With the green code in Alipay or WeChat, I could eventually walk outside the housing estate. Please let me take a deep breath to feel the open air!
Unfortunately, the streets were still empty and the shops or restaurants were still closed, with only a few passers-by on the wide roads keeping proper distances. Is this still the Wuhan I have known for 28 years? How could it be a giant prison for almost two months?
After 77 days, Wuhan was reopened, on 8th April! However, Germany was still at risk. My parents began to worry about my return journey and gradually shifted their focus to the situation in Baden-Württemberg. Apparently, they wished that I should not determine my return date at such an early stage and could stay in Wuhan for as long as possible, which seemed to be a safer city compared to other places.
27th April, 2020
After a long period of observation on the spread of coronavirus in Germany, I decided to organize my return trip to Stuttgart, although all my family members and friends were skeptical about the situation in Stuttgart. I still insisted, as my life should go on and not just in isolation.

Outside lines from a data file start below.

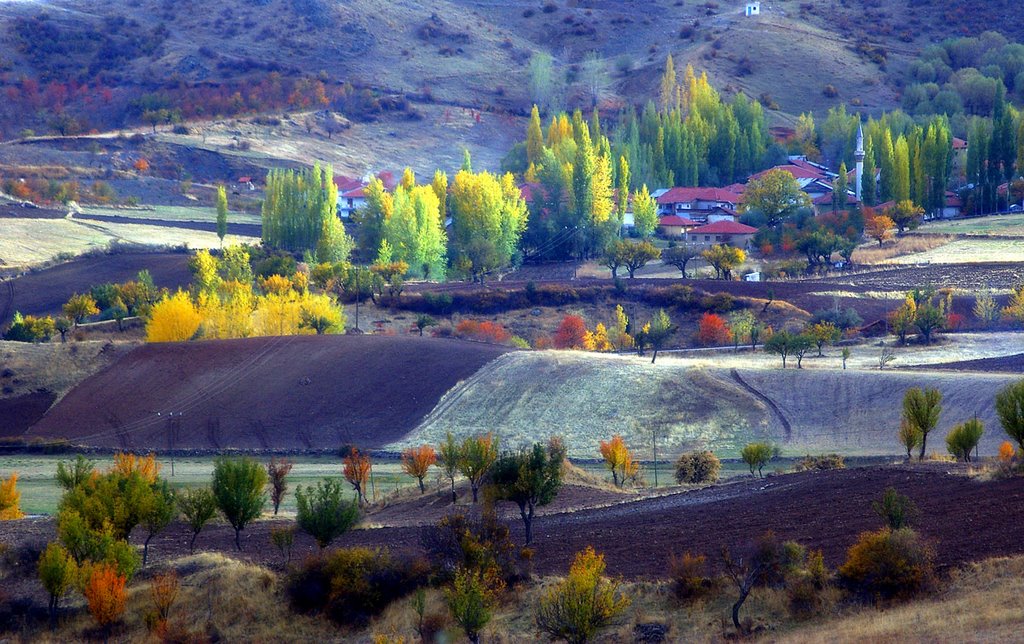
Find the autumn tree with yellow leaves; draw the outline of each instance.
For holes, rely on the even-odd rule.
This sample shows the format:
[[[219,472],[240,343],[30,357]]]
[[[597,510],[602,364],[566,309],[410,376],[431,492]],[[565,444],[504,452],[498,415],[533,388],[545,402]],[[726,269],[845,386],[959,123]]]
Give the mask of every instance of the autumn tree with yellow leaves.
[[[640,474],[640,463],[633,460],[633,454],[626,447],[622,436],[616,434],[609,441],[601,441],[599,451],[617,487],[622,487],[626,481],[635,480]]]

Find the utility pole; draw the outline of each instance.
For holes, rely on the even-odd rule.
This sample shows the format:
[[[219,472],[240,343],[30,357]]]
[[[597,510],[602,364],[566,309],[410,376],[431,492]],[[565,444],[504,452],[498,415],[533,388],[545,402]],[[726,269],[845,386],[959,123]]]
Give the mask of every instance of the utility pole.
[[[355,272],[356,272],[356,333],[359,333],[359,296],[362,294],[362,291],[359,290],[359,273],[360,273],[360,269],[359,269],[358,266],[355,268]]]

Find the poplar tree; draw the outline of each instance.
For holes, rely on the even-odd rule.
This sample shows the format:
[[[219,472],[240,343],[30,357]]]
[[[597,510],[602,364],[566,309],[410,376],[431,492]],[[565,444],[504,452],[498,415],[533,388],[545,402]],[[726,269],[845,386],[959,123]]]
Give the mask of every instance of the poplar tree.
[[[832,184],[832,211],[841,212],[846,210],[847,178],[846,162],[839,164],[839,176]]]
[[[544,133],[540,129],[540,110],[534,105],[530,111],[530,123],[526,126],[526,161],[527,164],[540,161],[544,151]]]
[[[668,112],[676,103],[676,64],[672,54],[665,58],[665,72],[661,75],[660,105],[662,111]]]
[[[877,188],[875,168],[875,149],[871,144],[871,138],[866,137],[864,140],[864,176],[857,177],[857,180],[860,181],[861,201],[865,206],[873,206],[878,203],[875,192]]]
[[[893,184],[892,198],[896,201],[910,199],[910,152],[907,140],[902,135],[896,139],[893,148]]]
[[[624,156],[619,157],[619,172],[615,177],[615,186],[618,191],[615,195],[615,217],[618,229],[622,230],[626,208],[629,207],[629,161]]]
[[[331,166],[317,163],[311,170],[271,170],[262,215],[267,245],[289,251],[314,250],[324,222],[338,216],[338,187]]]
[[[220,246],[224,247],[224,237],[228,234],[228,193],[224,186],[217,186],[217,237]]]
[[[878,158],[881,163],[881,186],[878,191],[878,200],[881,202],[895,200],[896,195],[896,161],[895,151],[892,145],[892,133],[888,128],[883,128],[881,134],[881,145],[878,150]]]

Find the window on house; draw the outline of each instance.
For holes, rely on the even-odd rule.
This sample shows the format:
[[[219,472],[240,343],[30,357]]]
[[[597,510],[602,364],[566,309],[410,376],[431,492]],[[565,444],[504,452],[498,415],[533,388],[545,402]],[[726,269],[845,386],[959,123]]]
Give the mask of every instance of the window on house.
[[[711,235],[704,235],[704,241],[711,241]]]

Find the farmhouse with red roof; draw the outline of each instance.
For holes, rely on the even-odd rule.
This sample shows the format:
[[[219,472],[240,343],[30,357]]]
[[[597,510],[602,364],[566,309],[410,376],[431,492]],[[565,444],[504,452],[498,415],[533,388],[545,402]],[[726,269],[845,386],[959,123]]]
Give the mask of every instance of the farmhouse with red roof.
[[[755,234],[757,228],[753,226],[735,221],[716,221],[690,230],[686,233],[686,239],[702,246],[728,244],[736,248],[747,248]]]
[[[658,214],[679,215],[696,222],[708,220],[716,208],[736,210],[743,198],[725,188],[672,188],[658,197]]]

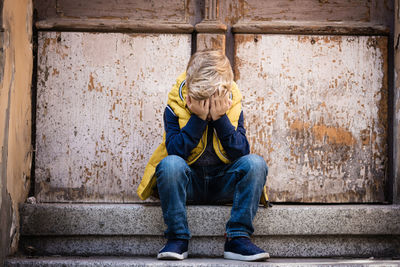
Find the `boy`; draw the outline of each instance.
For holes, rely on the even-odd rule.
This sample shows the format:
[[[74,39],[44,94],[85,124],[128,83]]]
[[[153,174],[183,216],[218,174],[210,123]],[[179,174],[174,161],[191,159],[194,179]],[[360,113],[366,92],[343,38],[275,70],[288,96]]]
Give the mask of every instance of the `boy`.
[[[195,53],[170,91],[163,143],[138,187],[141,199],[158,191],[161,201],[168,242],[158,259],[187,258],[187,202],[233,202],[224,257],[269,258],[249,239],[260,197],[266,200],[268,168],[262,157],[249,155],[241,99],[229,60],[220,51]]]

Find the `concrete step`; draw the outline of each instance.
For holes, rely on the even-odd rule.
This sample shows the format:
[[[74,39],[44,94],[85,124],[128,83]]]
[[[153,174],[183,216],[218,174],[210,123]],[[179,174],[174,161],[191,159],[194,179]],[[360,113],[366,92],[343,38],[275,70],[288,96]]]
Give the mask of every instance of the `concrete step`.
[[[400,260],[381,259],[269,259],[266,262],[241,262],[225,260],[222,258],[189,258],[183,261],[159,261],[155,258],[145,257],[13,257],[6,260],[8,267],[83,267],[83,266],[109,266],[109,267],[153,267],[153,266],[198,266],[198,267],[283,267],[283,266],[374,266],[398,267]]]
[[[155,256],[161,208],[141,204],[24,204],[21,248],[34,255]],[[230,206],[188,206],[193,256],[220,257]],[[253,241],[272,257],[399,257],[399,205],[260,208]]]

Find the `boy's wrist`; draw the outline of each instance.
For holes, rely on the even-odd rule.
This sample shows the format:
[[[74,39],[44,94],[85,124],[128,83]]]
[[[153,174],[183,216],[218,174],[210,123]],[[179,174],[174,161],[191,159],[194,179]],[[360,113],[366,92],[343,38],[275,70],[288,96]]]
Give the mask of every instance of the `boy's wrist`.
[[[213,121],[219,120],[220,118],[222,118],[224,115],[226,115],[226,113],[221,114],[221,115],[211,115],[211,118]]]
[[[213,126],[225,126],[226,123],[230,122],[229,118],[226,114],[222,115],[216,120],[212,121]]]
[[[199,117],[199,115],[196,115],[194,113],[192,113],[191,117],[193,117],[193,120],[195,123],[200,123],[200,124],[207,124],[207,118],[206,119],[202,119],[201,117]]]
[[[203,120],[203,121],[207,120],[207,115],[203,116],[203,115],[198,115],[198,114],[192,113],[192,116],[196,116],[197,118],[199,118],[200,120]]]

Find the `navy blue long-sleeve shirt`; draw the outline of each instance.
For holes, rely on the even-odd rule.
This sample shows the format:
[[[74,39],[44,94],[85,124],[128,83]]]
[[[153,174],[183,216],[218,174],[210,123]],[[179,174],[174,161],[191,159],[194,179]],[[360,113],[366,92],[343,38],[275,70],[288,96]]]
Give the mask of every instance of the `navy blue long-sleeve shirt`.
[[[216,130],[221,145],[231,161],[249,154],[250,147],[243,125],[243,111],[240,113],[236,130],[226,114],[210,122],[192,114],[185,127],[180,129],[178,117],[167,106],[164,111],[164,128],[168,155],[177,155],[186,160],[200,142],[208,123]]]

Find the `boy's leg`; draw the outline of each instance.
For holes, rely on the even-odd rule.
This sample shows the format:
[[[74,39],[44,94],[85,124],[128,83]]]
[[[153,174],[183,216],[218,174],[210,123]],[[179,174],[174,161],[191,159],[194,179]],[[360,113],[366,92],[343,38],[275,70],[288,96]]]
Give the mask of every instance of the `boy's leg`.
[[[157,189],[160,196],[168,239],[190,239],[186,217],[186,199],[191,191],[192,170],[184,159],[170,155],[156,168]]]
[[[226,224],[227,237],[250,237],[254,232],[253,219],[267,179],[268,167],[262,157],[247,155],[235,161],[230,169],[236,172],[237,183],[231,217]]]
[[[219,170],[212,179],[208,195],[213,202],[232,200],[232,210],[226,224],[228,238],[250,237],[268,167],[258,155],[240,157]]]
[[[268,259],[269,254],[249,239],[254,232],[253,219],[268,175],[264,159],[257,155],[243,156],[221,171],[225,175],[219,181],[214,180],[222,185],[215,187],[220,190],[215,195],[222,200],[229,197],[233,200],[231,216],[226,224],[224,258],[244,261]]]

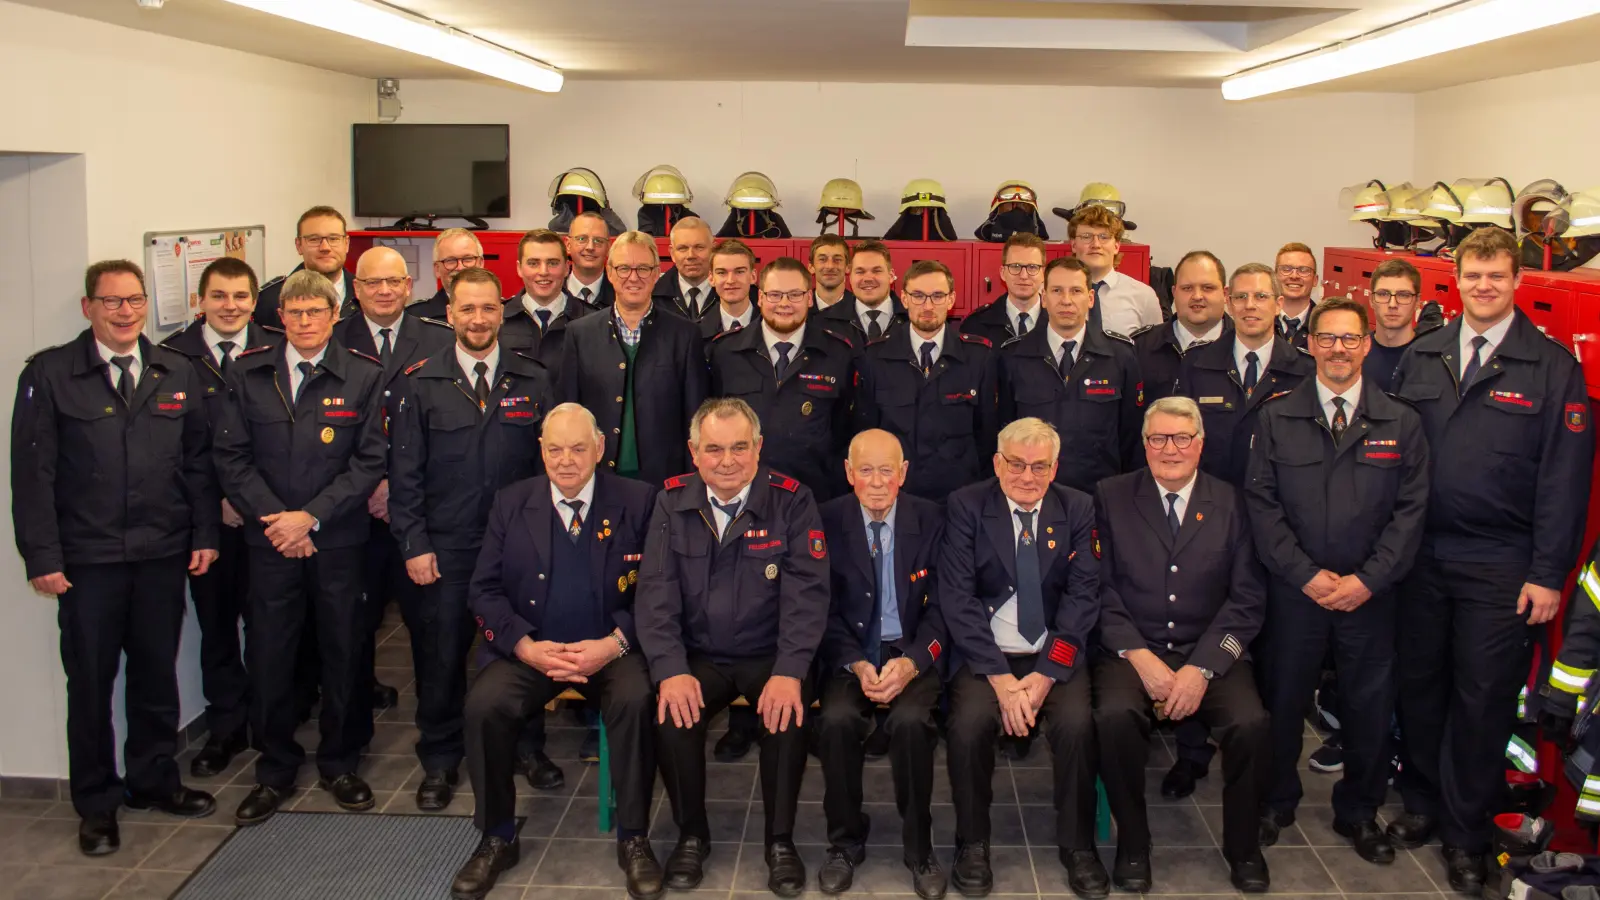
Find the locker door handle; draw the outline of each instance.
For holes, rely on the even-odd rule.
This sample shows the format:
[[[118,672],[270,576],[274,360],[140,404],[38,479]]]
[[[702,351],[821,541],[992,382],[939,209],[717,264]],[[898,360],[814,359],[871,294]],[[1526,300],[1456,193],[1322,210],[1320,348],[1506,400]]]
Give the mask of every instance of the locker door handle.
[[[987,291],[987,290],[992,289],[993,287],[994,287],[993,279],[991,279],[988,275],[983,276],[983,289]]]
[[[1533,308],[1540,312],[1555,312],[1556,309],[1554,306],[1544,302],[1543,300],[1533,301]]]

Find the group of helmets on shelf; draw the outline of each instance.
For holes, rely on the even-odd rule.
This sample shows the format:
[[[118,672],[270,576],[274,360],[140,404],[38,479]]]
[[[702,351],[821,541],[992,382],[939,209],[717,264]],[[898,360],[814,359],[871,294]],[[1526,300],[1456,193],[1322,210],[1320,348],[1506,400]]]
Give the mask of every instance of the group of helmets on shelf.
[[[694,202],[694,192],[683,173],[667,165],[656,166],[639,176],[633,183],[634,199],[639,201],[639,230],[657,237],[672,231],[672,223],[697,216],[689,207]],[[789,226],[779,215],[777,186],[760,172],[745,172],[733,180],[728,193],[722,198],[728,208],[728,218],[717,230],[717,237],[787,238],[793,237]],[[1086,206],[1103,206],[1123,220],[1123,228],[1132,231],[1137,226],[1124,217],[1127,210],[1122,195],[1116,187],[1104,182],[1086,185],[1072,207],[1054,207],[1051,212],[1063,219]],[[605,185],[592,169],[574,168],[557,175],[550,182],[550,228],[566,231],[574,216],[596,212],[605,217],[612,234],[627,230],[622,219],[611,209],[606,199]],[[704,217],[700,217],[704,218]],[[861,195],[861,185],[849,178],[835,178],[822,186],[822,196],[817,201],[817,224],[822,232],[836,231],[844,235],[846,225],[850,237],[860,237],[862,221],[874,217],[867,212]],[[1044,219],[1039,215],[1037,192],[1026,181],[1010,179],[1000,183],[989,204],[989,217],[978,226],[976,237],[981,241],[1004,243],[1017,232],[1036,234],[1049,240]],[[900,215],[883,233],[885,240],[902,241],[953,241],[955,227],[945,206],[944,187],[931,178],[915,178],[900,192]]]
[[[1566,272],[1600,254],[1600,188],[1576,193],[1551,178],[1513,191],[1504,178],[1461,178],[1414,187],[1372,179],[1340,192],[1350,221],[1375,230],[1380,250],[1450,257],[1477,228],[1503,228],[1518,239],[1522,265]]]

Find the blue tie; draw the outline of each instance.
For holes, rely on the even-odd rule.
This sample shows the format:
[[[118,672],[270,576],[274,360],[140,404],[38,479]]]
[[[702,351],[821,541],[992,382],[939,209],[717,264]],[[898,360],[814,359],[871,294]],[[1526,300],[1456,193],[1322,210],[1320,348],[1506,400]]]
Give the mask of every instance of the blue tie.
[[[722,526],[722,531],[717,534],[717,537],[721,538],[727,533],[728,529],[733,526],[733,520],[739,518],[739,501],[730,500],[727,503],[722,503],[716,499],[712,499],[711,505],[715,506],[722,512],[723,515],[728,517],[728,524]]]
[[[900,639],[900,610],[895,605],[894,597],[894,570],[891,568],[890,554],[883,543],[883,530],[888,527],[887,522],[872,523],[872,574],[878,592],[878,640],[898,641]],[[874,663],[876,665],[876,663]]]
[[[1467,395],[1467,388],[1472,386],[1472,380],[1478,377],[1478,368],[1483,365],[1483,345],[1489,339],[1478,335],[1472,339],[1472,358],[1467,360],[1466,368],[1461,370],[1461,396]]]
[[[1033,513],[1017,510],[1017,633],[1030,644],[1044,637],[1044,586],[1039,576],[1039,545],[1033,539]]]

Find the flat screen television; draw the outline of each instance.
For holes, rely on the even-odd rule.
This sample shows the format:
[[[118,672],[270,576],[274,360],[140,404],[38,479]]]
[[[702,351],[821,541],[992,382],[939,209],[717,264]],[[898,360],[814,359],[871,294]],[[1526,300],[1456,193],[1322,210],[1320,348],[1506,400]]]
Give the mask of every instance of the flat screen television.
[[[507,125],[354,126],[355,214],[511,216]]]

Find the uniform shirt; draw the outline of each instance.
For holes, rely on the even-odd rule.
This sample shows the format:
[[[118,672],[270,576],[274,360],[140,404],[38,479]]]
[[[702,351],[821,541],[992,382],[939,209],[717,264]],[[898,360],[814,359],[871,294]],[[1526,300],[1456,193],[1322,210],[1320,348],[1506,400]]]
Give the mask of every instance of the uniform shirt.
[[[1273,338],[1273,336],[1269,333],[1267,335],[1267,342],[1265,344],[1262,344],[1261,346],[1257,347],[1256,349],[1251,350],[1249,347],[1246,347],[1244,345],[1244,341],[1243,340],[1240,340],[1238,337],[1234,338],[1234,340],[1233,340],[1233,364],[1239,367],[1239,383],[1240,384],[1244,384],[1244,373],[1245,373],[1245,370],[1250,368],[1250,361],[1245,359],[1244,355],[1246,353],[1254,353],[1256,355],[1256,378],[1259,380],[1261,378],[1261,376],[1267,371],[1267,363],[1272,361],[1272,342],[1273,342],[1273,340],[1275,340],[1275,338]]]
[[[691,305],[689,301],[690,291],[700,292],[699,294],[695,295],[693,305]],[[689,282],[683,280],[682,275],[678,276],[678,293],[683,296],[683,305],[688,307],[689,312],[696,316],[700,315],[700,310],[705,309],[706,304],[714,300],[717,296],[716,289],[711,287],[711,279],[707,278],[705,281],[702,281],[699,284],[690,284]]]
[[[1012,500],[1010,497],[1006,498],[1006,508],[1011,512],[1011,543],[1013,546],[1015,546],[1022,540],[1022,517],[1018,516],[1017,513],[1029,512],[1030,510],[1026,510],[1018,506],[1017,502]],[[1033,513],[1035,543],[1037,543],[1039,539],[1039,512],[1043,508],[1044,504],[1039,503],[1035,504],[1031,510]],[[1006,598],[1006,602],[1001,604],[1000,608],[994,611],[994,619],[991,621],[990,628],[994,630],[995,645],[1000,648],[1001,653],[1006,654],[1038,653],[1040,650],[1044,649],[1045,639],[1050,637],[1050,629],[1046,628],[1044,634],[1039,635],[1039,640],[1030,643],[1023,638],[1022,632],[1017,630],[1016,591],[1012,591],[1011,596]]]
[[[1160,325],[1161,302],[1150,285],[1112,269],[1100,279],[1102,287],[1095,297],[1100,307],[1100,327],[1117,334],[1133,334],[1146,325]]]
[[[1194,332],[1189,330],[1189,326],[1183,324],[1183,322],[1177,319],[1173,319],[1172,334],[1178,339],[1178,349],[1187,353],[1189,352],[1189,345],[1195,341],[1205,341],[1209,344],[1212,341],[1215,341],[1217,338],[1222,337],[1222,320],[1218,319],[1217,323],[1211,326],[1211,330],[1205,334],[1196,335]],[[1240,372],[1242,374],[1243,370],[1241,369]]]
[[[574,294],[573,296],[582,296],[582,295]],[[522,308],[524,310],[527,310],[527,313],[528,313],[529,317],[531,317],[533,319],[534,323],[537,324],[541,329],[543,329],[543,328],[545,328],[547,326],[544,323],[539,321],[539,310],[549,310],[550,311],[550,321],[554,322],[558,316],[560,316],[562,313],[567,311],[567,295],[566,294],[557,294],[555,296],[555,299],[550,301],[550,305],[549,306],[541,306],[539,304],[539,301],[537,301],[537,300],[533,299],[533,297],[529,296],[527,291],[523,291],[522,292]]]
[[[735,494],[732,500],[728,501],[729,503],[738,504],[738,506],[735,506],[733,510],[735,515],[730,517],[727,513],[718,508],[717,504],[722,503],[722,501],[717,499],[716,493],[714,493],[709,486],[706,487],[706,500],[711,504],[711,518],[717,524],[718,538],[721,538],[722,535],[728,530],[728,525],[733,522],[733,519],[737,517],[737,514],[744,512],[744,505],[749,499],[750,485],[747,484],[743,488],[739,489],[739,493]],[[726,506],[727,504],[723,503],[722,505]]]
[[[244,351],[244,344],[247,339],[246,333],[249,330],[250,326],[246,325],[244,328],[239,329],[238,334],[224,335],[222,332],[212,328],[210,322],[202,322],[200,325],[200,337],[205,340],[206,349],[211,351],[211,358],[217,361],[218,366],[221,366],[224,362],[232,362],[235,357]],[[217,349],[217,345],[223,341],[233,342],[233,350],[229,352],[226,361],[222,358],[222,351]]]
[[[1006,318],[1011,321],[1012,333],[1016,334],[1018,337],[1027,334],[1037,327],[1039,320],[1044,318],[1042,313],[1043,307],[1040,305],[1038,297],[1033,298],[1032,306],[1028,307],[1027,309],[1022,309],[1017,306],[1017,302],[1012,299],[1010,294],[1006,295]],[[1028,317],[1027,328],[1022,327],[1021,319],[1018,318],[1019,316],[1023,315]]]
[[[550,502],[556,508],[556,515],[561,517],[561,527],[565,528],[570,534],[572,532],[572,517],[575,515],[575,513],[573,512],[572,507],[566,504],[567,499],[567,495],[561,493],[561,488],[556,487],[556,483],[554,481],[550,482]],[[579,507],[579,509],[582,511],[584,521],[587,522],[589,514],[594,512],[593,472],[589,473],[589,480],[583,483],[583,487],[578,488],[578,496],[571,499],[583,504],[583,506]]]
[[[1328,417],[1330,426],[1333,424],[1335,397],[1344,401],[1344,421],[1345,426],[1349,427],[1349,424],[1356,420],[1356,403],[1361,399],[1361,378],[1358,376],[1341,394],[1335,394],[1332,388],[1322,383],[1321,378],[1317,379],[1317,402],[1322,404],[1322,414]]]
[[[573,272],[571,275],[567,276],[567,290],[572,293],[572,296],[577,297],[579,300],[582,300],[585,303],[595,303],[600,299],[600,288],[605,284],[605,279],[605,273],[601,272],[600,277],[594,280],[594,284],[584,284],[578,280],[578,273]],[[588,291],[589,296],[585,297],[583,295],[584,291]],[[523,305],[527,305],[526,300],[523,301]],[[550,307],[553,309],[555,304],[550,304]],[[533,309],[530,307],[528,312],[533,312]]]
[[[930,341],[933,343],[933,353],[931,354],[933,357],[933,362],[939,361],[939,354],[944,352],[943,328],[935,331],[933,333],[933,337],[931,338],[925,338],[922,335],[917,334],[917,330],[915,328],[907,328],[906,334],[911,337],[911,355],[916,359],[918,364],[921,364],[922,362],[922,345],[929,343]]]
[[[1045,340],[1050,343],[1050,358],[1056,361],[1058,367],[1061,365],[1061,348],[1066,346],[1067,341],[1073,342],[1072,362],[1074,364],[1083,356],[1083,333],[1085,330],[1085,327],[1080,325],[1077,332],[1071,337],[1062,337],[1060,332],[1054,328],[1045,332]]]
[[[778,365],[778,343],[780,341],[787,341],[793,345],[789,348],[789,365],[793,366],[800,359],[800,344],[805,339],[805,325],[801,325],[799,328],[796,328],[794,330],[794,334],[791,334],[788,337],[783,337],[776,331],[773,331],[772,328],[767,325],[765,319],[763,319],[761,322],[761,340],[766,342],[767,354],[772,357],[772,365],[774,368],[776,368]]]
[[[299,395],[300,381],[301,379],[305,378],[305,376],[300,372],[300,364],[303,362],[308,362],[311,363],[311,367],[315,369],[317,366],[322,364],[322,357],[326,356],[327,353],[328,345],[323,344],[322,349],[317,351],[316,356],[301,356],[300,351],[296,350],[293,344],[288,343],[287,341],[284,342],[283,359],[284,362],[289,366],[289,396],[287,399],[290,403],[293,403],[294,398]]]
[[[1306,308],[1302,309],[1300,311],[1300,315],[1298,316],[1291,316],[1288,313],[1278,313],[1278,330],[1284,334],[1294,334],[1296,331],[1305,330],[1310,324],[1309,320],[1311,318],[1311,307],[1314,305],[1315,304],[1310,303],[1306,304]],[[1290,319],[1294,319],[1293,329],[1289,327]]]
[[[819,311],[827,309],[828,307],[832,306],[835,303],[838,303],[840,300],[843,300],[843,299],[844,299],[844,294],[843,293],[841,293],[839,295],[839,298],[837,300],[827,301],[827,300],[823,300],[822,299],[822,295],[817,293],[816,291],[812,291],[811,292],[811,303],[812,303],[812,305],[816,306],[816,308]]]
[[[483,377],[492,385],[495,373],[500,370],[499,341],[494,342],[494,346],[489,348],[489,355],[481,360],[468,353],[466,348],[461,346],[460,341],[456,341],[456,363],[461,366],[461,374],[467,377],[467,386],[473,390],[478,388],[478,363],[480,362],[488,364],[489,369],[484,373]]]
[[[611,309],[611,320],[616,323],[617,336],[622,338],[622,342],[629,347],[639,346],[639,339],[644,337],[644,320],[650,317],[650,310],[646,308],[644,315],[639,317],[638,328],[629,328],[628,323],[622,318],[622,311],[617,307],[612,307]]]
[[[395,345],[400,343],[400,323],[404,322],[406,317],[401,316],[400,318],[395,319],[394,322],[389,325],[380,325],[379,323],[372,321],[371,317],[367,316],[365,313],[363,313],[361,317],[366,319],[367,330],[372,332],[373,349],[377,350],[380,354],[383,353],[383,335],[380,332],[382,332],[385,328],[389,329],[389,352],[393,353]]]
[[[1367,351],[1366,362],[1361,364],[1361,377],[1371,378],[1373,384],[1386,394],[1394,393],[1394,373],[1400,368],[1400,357],[1406,354],[1406,348],[1409,346],[1411,341],[1406,341],[1398,347],[1385,347],[1378,343],[1377,335],[1373,335],[1372,349]]]
[[[752,303],[751,305],[745,307],[744,315],[742,315],[742,316],[730,316],[730,315],[728,315],[728,308],[726,306],[722,306],[722,307],[718,308],[717,315],[722,317],[722,330],[723,331],[732,331],[733,330],[733,323],[735,323],[735,322],[739,323],[739,327],[740,328],[749,328],[750,327],[750,323],[755,321],[755,318],[756,318],[756,307],[755,307],[755,304]]]
[[[888,331],[889,323],[894,320],[894,301],[890,299],[888,295],[884,295],[882,303],[879,303],[877,306],[868,306],[865,301],[863,301],[860,297],[857,297],[856,321],[861,323],[861,330],[863,332],[869,331],[872,328],[872,316],[870,313],[878,314],[878,331]]]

Something more complicated was coming, since the international flights were heavily reduced to avoid the further worldwide spread. Having no alternative, I was forced to abandon the previous return journey, which actually can only be operated after August. Then I bought another much more expensive one-way flight ticket.
29th April, 2020
Time to fly back, after multiple adjustments to the flight combinations, as everything was changing too fast! But finally. After an early flight from Wuhan, a 15-hour “short” stay at Guangzhou Airport, a 12-hour almost entirely empty international flight (20 out of 400 seats were booked), and an 8-hour national train trip including three stops, I successfully arrived at Stuttgart main station.
To summarize: It was definitely a remarkable experience in my life.